Run Lola Run is the coolest movie ever made about running
With the 1998 classic Run Lola Run now finally available to stream in Australia, via SBS on Demand, critic Luke Buckmaster revisits this wildly entertaining and ferociously paced film.
Run Lola Run is the coolest movie ever made about running. Period. It’s lean, it’s mean, it even follows Jean-Luc Godard’s requirements for essential drama: “all you need for a movie is a gun and a girl”. To which we can add: “and maybe some running shoes”.
Nobody bar nobody pounds the pavement like Franka Potente, who stars in the titular role as a rather…hurried protagonist who charges across the city to come to the rescue of her boyfriend Manni (Moritz Bleibtreu). Nor does anybody look like her: that shock of retina-burning red hair; the clashing green pants; the visage that says “MOVE IT, NOW”.
Pace is important in Tom Tykwer 1998 cult classic, which landed on SBS on Demand this week and isn’t available on any other streaming platform in Australia. Any mention of “pace” must be prefaced with “fast”. This film is so fast it chews through its own running time and even—like a video game—resets itself. Twice. The story is a triptych composed mostly of three 20 minute-ish sections.
After the camera swoops in from outer space (because style) Lola answers a telephone the same colour as her hair (because crazy production design).

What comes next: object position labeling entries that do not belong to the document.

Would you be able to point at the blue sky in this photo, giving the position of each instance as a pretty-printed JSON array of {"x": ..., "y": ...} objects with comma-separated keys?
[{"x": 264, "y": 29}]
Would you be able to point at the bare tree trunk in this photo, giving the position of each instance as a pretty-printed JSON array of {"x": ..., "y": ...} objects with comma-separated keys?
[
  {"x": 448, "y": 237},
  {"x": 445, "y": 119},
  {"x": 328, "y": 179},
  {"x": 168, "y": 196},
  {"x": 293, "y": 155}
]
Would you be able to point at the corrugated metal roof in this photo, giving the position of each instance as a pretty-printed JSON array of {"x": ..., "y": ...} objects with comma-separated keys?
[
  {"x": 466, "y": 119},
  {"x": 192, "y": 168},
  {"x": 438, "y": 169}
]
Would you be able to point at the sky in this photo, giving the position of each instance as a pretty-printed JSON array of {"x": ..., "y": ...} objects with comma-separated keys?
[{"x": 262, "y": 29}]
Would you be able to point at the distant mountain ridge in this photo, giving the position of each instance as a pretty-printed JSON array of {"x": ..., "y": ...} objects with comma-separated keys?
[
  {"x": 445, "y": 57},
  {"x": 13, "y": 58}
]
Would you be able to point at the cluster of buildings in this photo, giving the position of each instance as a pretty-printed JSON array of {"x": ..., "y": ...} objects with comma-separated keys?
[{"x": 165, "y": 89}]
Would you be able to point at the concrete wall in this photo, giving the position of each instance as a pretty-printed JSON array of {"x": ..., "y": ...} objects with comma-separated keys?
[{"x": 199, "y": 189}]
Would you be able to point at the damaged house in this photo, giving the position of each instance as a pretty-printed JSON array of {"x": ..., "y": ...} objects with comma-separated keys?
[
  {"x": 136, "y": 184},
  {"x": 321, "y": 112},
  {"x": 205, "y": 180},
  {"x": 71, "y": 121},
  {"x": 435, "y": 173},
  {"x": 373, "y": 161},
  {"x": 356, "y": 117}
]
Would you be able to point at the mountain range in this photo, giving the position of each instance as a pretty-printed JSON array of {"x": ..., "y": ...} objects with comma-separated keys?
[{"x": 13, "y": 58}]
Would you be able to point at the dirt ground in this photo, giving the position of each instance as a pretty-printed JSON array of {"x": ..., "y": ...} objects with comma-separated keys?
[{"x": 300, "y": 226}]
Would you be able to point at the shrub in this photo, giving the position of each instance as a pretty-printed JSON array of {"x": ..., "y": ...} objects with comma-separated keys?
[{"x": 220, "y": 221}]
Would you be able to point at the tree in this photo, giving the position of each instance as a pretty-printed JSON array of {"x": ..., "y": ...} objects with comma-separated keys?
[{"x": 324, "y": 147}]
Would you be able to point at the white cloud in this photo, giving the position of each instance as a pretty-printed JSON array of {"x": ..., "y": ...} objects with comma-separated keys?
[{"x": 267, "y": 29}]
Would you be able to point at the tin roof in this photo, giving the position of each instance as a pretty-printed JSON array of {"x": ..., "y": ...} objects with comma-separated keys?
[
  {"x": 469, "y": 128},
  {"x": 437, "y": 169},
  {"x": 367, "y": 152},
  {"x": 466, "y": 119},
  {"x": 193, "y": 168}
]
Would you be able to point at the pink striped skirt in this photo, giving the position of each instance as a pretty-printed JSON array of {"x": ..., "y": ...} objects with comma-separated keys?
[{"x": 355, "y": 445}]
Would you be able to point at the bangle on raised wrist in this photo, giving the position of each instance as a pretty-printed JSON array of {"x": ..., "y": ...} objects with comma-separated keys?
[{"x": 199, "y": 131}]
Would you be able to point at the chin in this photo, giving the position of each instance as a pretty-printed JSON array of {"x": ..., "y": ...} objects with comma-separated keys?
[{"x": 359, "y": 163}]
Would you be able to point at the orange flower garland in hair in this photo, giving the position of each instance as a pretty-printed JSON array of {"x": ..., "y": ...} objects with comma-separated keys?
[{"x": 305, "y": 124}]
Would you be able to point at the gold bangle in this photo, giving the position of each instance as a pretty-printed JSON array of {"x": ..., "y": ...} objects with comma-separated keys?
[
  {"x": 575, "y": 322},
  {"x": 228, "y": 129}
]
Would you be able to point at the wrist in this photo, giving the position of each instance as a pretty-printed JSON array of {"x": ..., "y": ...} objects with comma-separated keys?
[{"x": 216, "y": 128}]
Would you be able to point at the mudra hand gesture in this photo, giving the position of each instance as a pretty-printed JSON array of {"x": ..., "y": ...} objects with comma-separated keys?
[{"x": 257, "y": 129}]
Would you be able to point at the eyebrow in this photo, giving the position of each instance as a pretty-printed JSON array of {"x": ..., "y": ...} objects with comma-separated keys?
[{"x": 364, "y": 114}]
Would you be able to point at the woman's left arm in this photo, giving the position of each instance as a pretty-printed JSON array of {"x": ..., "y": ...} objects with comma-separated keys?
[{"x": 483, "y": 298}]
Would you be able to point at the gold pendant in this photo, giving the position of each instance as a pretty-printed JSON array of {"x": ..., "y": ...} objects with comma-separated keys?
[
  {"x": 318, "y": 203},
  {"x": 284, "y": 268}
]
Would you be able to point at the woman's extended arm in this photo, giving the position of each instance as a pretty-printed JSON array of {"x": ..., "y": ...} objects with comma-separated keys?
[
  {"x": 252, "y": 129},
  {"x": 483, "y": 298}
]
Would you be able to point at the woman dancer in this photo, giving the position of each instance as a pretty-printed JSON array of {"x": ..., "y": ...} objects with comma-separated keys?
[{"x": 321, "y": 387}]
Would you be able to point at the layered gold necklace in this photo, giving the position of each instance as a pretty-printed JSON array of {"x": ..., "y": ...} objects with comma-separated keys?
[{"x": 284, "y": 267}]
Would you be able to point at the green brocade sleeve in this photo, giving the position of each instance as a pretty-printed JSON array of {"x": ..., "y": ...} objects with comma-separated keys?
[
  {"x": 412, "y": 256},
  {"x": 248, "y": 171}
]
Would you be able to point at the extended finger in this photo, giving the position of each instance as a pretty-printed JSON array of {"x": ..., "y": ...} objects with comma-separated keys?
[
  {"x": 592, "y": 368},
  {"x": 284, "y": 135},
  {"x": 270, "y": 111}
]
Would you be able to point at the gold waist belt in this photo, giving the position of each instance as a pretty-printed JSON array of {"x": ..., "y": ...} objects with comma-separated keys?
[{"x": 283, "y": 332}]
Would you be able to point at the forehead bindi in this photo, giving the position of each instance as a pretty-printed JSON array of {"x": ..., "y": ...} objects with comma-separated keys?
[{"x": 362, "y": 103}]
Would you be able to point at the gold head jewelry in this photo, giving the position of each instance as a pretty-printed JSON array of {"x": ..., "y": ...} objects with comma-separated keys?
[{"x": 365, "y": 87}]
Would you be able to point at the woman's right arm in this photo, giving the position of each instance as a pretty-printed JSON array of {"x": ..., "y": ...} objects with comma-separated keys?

It’s Manni and he’s in trouble, having accidently left $100,000 in cold hard cash in a bag on a train (because MacGuffin). He needs to get that amount of money lickety-split, lest he find himself on the receiving end of a very unforgiving gangster (because high stakes). Manni decides he’ll rob the supermarket across the road in precisely 20 minutes, unless Lola performs a miracle and arrives with the spondooli before then (because time pressure).
Tykwer packs in close-ups during their preliminary phone conversation, expanding the frame when the title gets literalised and Lola springs out of her apartment with a volcanic pep in her step. An introductory shot of a clock with its hands spinning forward informs us that time is important: of the essence, as they say, and part of the essence of the film too. Despite the clock’s unnaturally fast hands the action unfolds in close to real-time, creating a terrific contradiction: a turbo-charged, preternaturally quick experience that more or less operates within the narrative speed of real-life.
Like the more recent Mad Max: Fury Road, another film that charges ahead with whiplash-inducing velocity, Tykwer embraces the challenge of telling a story on the run. One of the flashy techniques he uses to do this is rapid-fire photo montages depicting strangers Lola rushes past, which, preceded by the high-pitched sound of a camera whirring to life, paint sweeping impressions of the rest of their lives.
After Lola moves past a man on a bicycle, for instance, it’s whir whir whir, photo photo photo: he gets assaulted by goons then meets his future wife—a nurse—while in hospital. When Lola rushes past a dark-haired lady in a hallway, who looks thoroughly unimpressed, it’s whir whir whir, photo photo photo: she gets in a car accident, becomes an addict and kills herself.
With each montage lasting for less than 10 seconds, the words “narrative efficiency” barely begin to cut it. These montages are like La Jetée on methamphetamine: director Chris Marker’s 1962 French short about time travel in a post-apocalyptic Paris, famously told only using a series of photographs accompanied by a voice-over. Do we still call these “moving pictures” if the pictures themselves don’t move?
Motion is created not in these stationary images but through them; it’s the relationship between the pictures that creates meaning. One image by itself stands for nothing, temporally speaking, but the addition of a second, related image indicates the passing of time. Time, again, is crucial to Run Lola Run and to film and TV more generally—the key modality distinguishing motion pictures from photography.
And yet, if you were to put a series of photographs into a slide projector and moved through them quickly, you could create montages very similar to those in Run Lola Run. So, are these scenes photography presented on a screen or are they motion pictures?
They remind us that creative mediums house other mediums inside them, creating a kind of matryoshka doll of artistic forms. The cinema for instance can contain photography (but not vice versa) and virtual reality can contain cinema (but again not vice versa). The reason I mention all this is not because these questions are core to Run Lola Run but because Tykwer really, really wants to make you think about something more than bags of cash and pounding the pavement. For me this is the most interesting thoughtline.
The desire to get audiences thinking manifests in the form of the film’s one major disappointment: its dopey Butterfly Effect-like ruminations on the nature of fate and choice. The director has nothing to say on this subject other than life can be random and the events that come to define our existence are not preordained. Well, so what? It’s no big surprise that the video game-esque elements are cooler than the quasi-philosophy.
Which brings me back to my original point: this film is cool. Very cool. The coolest film ever made about running, and also the coolest film ever made about running to save a cash-strapped potatohead of a boyfriend while whooshing past random strangers whose life trajectories are presented via rapid-fire photo montages that pose questions about the very nature of the artistic medium of motion pictures. Phew. That took it out of me. I need to lie down for a bit.